Add RESTful API Using FastAPI

AmirLavasani commented 9 months ago

Issue Description: Let's enhance Hezar by adding a RESTful API. This will allow users to easily access and utilize Hezar's AI models via HTTP endpoints.

Objective: The goal of this enhancement is to provide a user-friendly and standardized way for the community to interact with Hezar's AI models. By exposing these models through a RESTful API, users can leverage AI capabilities with ease, making them accessible to a broader audience.

Proposed Implementation: I suggest implementing a RESTful API (OpenAPI Specification) using FastAPI. This API will expose endpoints for various AI models and functions offered by Hezar.

If the community finds this feature useful, I'm willing to work on its implementation.

arxyzan commented 8 months ago

Hello @AmirLavasani jan, thanks for this awesome feature request/ideation.

We're currently working on adding Hezar to the Hugging Face Hub Inference API so that users can easily interact with our models through HTTP requests which comes free for us. It also enables our models to be directly inferenced on the Hub. You can find out more in #56.

The solution you proposed is also desirable. The only issue here might be that we'll need access to servers to host our services.

One idea that we had a while ago, was to provide some plug-and-play Docker images for different tasks that serves the same purpose that you proposed. The reason to do so is that some models are not suitable for use in real life out of the box. For example our OCR models only work on already detected text box images and you cannot use them for an image that has multiple text segments inside. So the solution is to make use of two models in a pipeline to extract all texts correctly (A CTPN + CRNN pipeline for instance), hence needing a separate end-to-end service to do so. Let me know what you think <3 .

AmirLavasani commented 8 months ago

Hi @arxyzan jan, Thanks. Let's break down the points.

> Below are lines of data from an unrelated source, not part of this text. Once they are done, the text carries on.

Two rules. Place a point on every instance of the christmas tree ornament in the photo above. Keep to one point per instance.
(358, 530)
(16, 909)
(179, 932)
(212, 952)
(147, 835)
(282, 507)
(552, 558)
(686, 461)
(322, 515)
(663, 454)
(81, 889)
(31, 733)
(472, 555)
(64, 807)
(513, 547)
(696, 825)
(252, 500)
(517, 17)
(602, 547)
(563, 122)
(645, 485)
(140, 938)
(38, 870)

I'd like to contribute to adding Hezar to the Hugging Face Hub Inference API. It's a very valuable feature.
To clarify, I wasn't suggesting hosting Hezar services online. I meant creating a local API interface with FastAPI for easier model interactions. Think of it as a web UI interface, similar to the CLI discussed in issue #100. Here is an example of the FastAPI Docs interactive UI. Using this web UI interface, users can make inferences using HTTP requests. The models will run locally.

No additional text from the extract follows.